Nuclear destabilization? Divisive politics? A twenty-year Arizona drought? All interesting, maybe even important.

But what really has the world off its axis is that, as of today, the Boston Red Sox are 7 ½ games ahead of the New York Yankees in the American League East division of Major League Baseball. As any Red Sox fan knows, this is not the time of year when Boston’s supposed to have a big lead on the Yankees. Never works that way.

Instead, the normal world order in September, closing in on the playoffs and World Series, is for the Red Sox to either (1) be looking up at the Yankees as they pull away from the pack with all their pedigrees and superstars and payroll checks, or (2) actually holding a slim lead over the New York gents, but losing that lead day by day in a death spiral of errors, silent bats and pitching that gets shelled faster than a bag of ballpark peanuts.

But here we are, almost mid-September, and Boston is not only comfortably ahead, but holding that lead with steady play and – can’t believe I’m writing this – a winning, confident attitude. What on earth is going on?

Whoa, whoa, whoa, fan boy. If you’re such an Arizona native, why do you care about baseball in Beantown?

An excellent question, and the answer is one that might be common among Arizona natives of a certain vintage (old).

In my childhood, like so many other kids, there was exactly one major professional sports team we could devote our hearts to: the Phoenix Suns. The Suns began as an NBA expansion team in 1968, and until the Arizona Cardinals came here in 1988 (actually, in the beginning, the team was the Phoenix Cardinals) major sports fans had to pick a favorite from somewhere else.

A quick note about the Phoenix Suns: I bleed for that team. If my veins were opened up, purple and orange would run all over the floor. Should those guys ever get it together enough to win the NBA Championship, I would know my life indeed had purpose and meaning.

That’s a little strong, but you get it.

Back to misplaced loyalty. If you were a sports-crazy Arizona kid in the 70s and wanted to love an MLB baseball team, you had to adopt. We didn’t have a team. I adopted the Red Sox.

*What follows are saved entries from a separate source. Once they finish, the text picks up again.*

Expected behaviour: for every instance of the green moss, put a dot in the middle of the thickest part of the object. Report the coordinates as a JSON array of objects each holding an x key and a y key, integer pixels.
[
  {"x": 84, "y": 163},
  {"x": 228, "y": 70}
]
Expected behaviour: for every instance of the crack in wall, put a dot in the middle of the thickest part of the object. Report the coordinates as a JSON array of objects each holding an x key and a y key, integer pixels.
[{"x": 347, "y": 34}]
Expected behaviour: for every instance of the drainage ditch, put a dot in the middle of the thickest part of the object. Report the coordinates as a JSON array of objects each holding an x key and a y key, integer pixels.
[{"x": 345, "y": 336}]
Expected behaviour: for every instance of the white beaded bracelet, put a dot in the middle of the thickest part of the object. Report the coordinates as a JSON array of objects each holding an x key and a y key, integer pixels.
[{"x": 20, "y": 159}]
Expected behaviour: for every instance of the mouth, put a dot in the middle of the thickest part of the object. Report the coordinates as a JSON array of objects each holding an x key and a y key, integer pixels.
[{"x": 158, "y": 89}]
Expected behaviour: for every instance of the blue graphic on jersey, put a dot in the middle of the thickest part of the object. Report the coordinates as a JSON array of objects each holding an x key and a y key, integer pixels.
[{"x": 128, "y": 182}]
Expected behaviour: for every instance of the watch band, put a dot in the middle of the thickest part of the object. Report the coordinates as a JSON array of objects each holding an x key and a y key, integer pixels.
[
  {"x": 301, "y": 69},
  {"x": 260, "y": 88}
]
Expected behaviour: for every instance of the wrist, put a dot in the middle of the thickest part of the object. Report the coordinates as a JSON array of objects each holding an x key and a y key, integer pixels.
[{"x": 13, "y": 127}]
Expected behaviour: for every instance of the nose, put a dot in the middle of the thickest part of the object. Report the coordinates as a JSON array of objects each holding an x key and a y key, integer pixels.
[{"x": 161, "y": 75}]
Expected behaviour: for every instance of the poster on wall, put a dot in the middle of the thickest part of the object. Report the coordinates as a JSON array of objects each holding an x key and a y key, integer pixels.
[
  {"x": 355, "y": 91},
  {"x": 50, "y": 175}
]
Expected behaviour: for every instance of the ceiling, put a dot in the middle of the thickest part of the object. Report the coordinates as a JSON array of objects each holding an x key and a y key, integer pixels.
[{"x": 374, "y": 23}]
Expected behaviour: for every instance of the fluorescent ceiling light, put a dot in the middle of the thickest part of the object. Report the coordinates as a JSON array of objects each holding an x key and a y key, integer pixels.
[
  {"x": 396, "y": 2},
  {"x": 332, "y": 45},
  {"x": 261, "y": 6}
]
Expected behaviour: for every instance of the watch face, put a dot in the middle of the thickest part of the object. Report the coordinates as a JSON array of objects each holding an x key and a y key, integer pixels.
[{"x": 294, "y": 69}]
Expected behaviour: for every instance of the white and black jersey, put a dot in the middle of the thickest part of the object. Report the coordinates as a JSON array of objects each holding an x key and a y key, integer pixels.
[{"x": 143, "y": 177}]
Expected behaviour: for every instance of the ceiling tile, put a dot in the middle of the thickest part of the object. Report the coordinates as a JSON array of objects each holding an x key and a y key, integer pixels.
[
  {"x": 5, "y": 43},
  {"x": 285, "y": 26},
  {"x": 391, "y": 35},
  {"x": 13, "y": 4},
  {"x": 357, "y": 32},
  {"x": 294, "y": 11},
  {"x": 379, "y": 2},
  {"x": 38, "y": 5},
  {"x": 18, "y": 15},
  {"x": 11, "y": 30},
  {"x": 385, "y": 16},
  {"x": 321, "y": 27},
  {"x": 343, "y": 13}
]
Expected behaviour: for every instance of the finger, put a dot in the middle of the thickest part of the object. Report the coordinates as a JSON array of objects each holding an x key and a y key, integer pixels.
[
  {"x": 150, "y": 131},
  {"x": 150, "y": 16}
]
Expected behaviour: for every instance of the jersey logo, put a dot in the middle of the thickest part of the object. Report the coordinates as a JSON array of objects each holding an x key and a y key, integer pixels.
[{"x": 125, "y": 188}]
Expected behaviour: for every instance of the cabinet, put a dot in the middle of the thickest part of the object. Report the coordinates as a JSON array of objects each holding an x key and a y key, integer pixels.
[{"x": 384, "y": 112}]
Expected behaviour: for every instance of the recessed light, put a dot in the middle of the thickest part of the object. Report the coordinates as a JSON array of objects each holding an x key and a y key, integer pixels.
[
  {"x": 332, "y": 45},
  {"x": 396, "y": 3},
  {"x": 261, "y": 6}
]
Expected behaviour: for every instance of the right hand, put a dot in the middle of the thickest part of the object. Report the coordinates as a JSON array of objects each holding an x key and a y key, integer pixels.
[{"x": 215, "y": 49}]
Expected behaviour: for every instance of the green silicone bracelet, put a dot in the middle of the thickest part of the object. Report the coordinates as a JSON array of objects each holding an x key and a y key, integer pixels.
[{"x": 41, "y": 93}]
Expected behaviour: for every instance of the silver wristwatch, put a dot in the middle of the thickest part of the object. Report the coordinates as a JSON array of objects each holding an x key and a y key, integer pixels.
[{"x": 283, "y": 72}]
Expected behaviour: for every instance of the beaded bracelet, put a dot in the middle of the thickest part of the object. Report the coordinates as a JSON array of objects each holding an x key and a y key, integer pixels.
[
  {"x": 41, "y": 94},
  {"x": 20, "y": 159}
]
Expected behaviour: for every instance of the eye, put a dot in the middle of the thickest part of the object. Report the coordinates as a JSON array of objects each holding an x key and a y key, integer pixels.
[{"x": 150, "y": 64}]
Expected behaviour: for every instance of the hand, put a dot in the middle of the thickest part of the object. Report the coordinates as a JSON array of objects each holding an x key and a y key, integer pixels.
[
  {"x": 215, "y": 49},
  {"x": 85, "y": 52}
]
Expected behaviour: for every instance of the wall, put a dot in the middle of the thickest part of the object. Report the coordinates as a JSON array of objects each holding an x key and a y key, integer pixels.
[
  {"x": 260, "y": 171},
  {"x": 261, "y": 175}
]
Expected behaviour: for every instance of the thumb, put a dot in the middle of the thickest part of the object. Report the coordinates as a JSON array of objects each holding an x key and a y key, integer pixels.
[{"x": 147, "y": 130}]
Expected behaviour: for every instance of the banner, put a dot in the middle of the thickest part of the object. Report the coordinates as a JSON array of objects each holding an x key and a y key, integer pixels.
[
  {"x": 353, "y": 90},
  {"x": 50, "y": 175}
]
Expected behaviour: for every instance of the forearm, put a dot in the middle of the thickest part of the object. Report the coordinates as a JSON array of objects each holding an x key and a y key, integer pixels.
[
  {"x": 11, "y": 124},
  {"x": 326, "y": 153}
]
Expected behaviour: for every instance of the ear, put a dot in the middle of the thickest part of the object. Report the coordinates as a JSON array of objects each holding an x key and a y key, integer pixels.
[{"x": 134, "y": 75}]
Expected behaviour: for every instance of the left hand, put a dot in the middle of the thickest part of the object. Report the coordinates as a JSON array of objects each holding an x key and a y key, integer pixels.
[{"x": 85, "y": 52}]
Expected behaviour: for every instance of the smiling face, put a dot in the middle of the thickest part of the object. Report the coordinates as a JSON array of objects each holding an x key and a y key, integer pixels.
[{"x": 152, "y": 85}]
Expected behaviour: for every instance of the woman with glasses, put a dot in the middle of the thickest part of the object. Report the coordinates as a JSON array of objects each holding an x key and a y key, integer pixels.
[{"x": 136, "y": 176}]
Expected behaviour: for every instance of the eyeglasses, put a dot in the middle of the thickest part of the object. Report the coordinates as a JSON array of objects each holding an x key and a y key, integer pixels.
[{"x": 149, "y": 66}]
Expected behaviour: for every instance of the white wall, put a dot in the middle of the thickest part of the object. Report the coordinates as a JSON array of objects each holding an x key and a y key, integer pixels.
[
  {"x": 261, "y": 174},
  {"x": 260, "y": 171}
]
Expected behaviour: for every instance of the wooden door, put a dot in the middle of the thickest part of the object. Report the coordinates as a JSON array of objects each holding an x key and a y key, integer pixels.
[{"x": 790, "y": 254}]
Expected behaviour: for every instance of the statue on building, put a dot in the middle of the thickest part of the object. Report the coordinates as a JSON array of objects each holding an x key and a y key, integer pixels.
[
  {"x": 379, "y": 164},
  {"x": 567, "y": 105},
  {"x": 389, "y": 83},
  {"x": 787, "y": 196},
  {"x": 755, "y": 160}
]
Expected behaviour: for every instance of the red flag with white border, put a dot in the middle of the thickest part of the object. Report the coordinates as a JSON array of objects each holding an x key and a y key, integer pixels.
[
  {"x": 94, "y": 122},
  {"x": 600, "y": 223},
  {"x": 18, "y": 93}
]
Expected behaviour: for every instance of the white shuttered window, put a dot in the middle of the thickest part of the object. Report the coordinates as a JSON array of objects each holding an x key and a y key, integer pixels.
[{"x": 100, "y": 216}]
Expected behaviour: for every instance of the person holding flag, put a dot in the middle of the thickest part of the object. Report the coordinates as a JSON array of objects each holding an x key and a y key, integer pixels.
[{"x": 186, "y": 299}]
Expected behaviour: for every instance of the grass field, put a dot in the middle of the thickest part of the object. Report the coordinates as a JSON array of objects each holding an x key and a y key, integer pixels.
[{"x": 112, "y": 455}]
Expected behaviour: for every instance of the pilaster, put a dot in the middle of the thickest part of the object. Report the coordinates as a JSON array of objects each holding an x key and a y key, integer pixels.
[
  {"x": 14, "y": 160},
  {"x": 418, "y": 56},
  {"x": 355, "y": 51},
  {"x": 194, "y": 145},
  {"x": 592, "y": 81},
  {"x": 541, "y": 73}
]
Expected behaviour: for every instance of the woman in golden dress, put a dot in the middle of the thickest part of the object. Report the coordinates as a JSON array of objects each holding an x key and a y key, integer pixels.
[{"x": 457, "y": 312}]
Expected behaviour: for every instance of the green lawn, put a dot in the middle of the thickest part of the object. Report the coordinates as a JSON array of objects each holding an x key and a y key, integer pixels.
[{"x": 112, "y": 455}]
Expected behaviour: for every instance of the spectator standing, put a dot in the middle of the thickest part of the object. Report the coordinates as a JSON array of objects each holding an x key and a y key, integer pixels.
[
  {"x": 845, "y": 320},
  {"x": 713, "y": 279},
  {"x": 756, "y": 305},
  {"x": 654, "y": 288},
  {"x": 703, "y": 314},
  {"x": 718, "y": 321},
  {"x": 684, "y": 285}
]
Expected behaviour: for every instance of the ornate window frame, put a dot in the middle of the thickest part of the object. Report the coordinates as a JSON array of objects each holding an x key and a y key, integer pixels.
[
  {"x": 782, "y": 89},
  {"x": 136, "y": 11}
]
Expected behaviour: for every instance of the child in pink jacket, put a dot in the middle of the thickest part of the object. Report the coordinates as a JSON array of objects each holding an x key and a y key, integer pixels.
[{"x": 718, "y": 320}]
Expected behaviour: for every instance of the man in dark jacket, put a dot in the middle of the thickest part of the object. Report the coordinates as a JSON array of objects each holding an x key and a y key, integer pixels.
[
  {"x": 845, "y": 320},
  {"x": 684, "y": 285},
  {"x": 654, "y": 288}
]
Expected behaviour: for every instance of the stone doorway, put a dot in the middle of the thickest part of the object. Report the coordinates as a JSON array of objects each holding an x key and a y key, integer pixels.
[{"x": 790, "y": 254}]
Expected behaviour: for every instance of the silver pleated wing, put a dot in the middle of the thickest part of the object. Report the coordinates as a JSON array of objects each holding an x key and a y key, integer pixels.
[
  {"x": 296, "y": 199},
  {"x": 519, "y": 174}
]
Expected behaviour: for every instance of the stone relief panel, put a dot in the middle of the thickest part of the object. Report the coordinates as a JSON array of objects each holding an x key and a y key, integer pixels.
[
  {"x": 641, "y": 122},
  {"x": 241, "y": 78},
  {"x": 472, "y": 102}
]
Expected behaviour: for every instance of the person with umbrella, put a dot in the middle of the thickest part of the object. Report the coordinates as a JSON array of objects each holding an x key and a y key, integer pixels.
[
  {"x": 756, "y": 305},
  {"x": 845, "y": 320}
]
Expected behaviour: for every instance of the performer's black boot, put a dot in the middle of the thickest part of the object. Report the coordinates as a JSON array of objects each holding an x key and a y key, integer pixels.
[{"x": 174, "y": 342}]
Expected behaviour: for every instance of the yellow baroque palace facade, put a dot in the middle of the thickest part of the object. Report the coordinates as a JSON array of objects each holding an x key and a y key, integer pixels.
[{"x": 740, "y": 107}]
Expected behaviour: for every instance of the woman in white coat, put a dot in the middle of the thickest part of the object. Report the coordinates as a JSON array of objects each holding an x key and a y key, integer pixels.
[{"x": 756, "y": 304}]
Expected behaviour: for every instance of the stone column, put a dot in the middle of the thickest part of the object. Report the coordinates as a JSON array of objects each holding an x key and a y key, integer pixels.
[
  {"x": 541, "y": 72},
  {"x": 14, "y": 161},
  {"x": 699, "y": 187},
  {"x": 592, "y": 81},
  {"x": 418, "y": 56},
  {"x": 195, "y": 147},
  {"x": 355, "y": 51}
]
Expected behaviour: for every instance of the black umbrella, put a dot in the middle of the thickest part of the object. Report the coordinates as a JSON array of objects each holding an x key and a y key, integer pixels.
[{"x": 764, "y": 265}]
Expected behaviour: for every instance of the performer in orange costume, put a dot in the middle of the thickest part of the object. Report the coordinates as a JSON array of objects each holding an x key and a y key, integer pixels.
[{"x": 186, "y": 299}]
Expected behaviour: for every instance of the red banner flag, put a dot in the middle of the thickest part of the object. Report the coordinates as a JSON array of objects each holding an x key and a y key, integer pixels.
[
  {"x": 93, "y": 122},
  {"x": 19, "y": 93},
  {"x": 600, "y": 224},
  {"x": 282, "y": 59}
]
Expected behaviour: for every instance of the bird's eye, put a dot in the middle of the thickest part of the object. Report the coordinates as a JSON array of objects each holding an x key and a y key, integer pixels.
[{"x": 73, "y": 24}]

Why? How should I remember? I was 10.

Probably because they were quite good at the time and I thought Boston was some kind of magical, patriotic place. So why not?

(An interesting aspect of loving the Red Sox from far away, via adoption? I don’t hate the Yankees. No one told me I was supposed to. I don’t wish death upon them, just hope they don’t beat the BoSox.)

In NFL football, I adopted the Pittsburgh Steelers because they were winning Super Bowls at the time, and I thought their black and gold uniforms were sinister looking. Any because they were winning. I’m nothing if not a bandwagon fan.

So like many other Arizonans of a certain age, either because we had no choice or because we came from somewhere else with our favorite teams already burned into our souls, we love the Cardinals, Coyotes and Diamondbacks (especially the DBacks, since they were born here), but those teams share space in our hearts with others who simply came before they arrived.

There’s little we can do. It’s the nature of things. Just like the Red Sox, and that sure losing streak that’s coming any day now. I know it. I can feel it.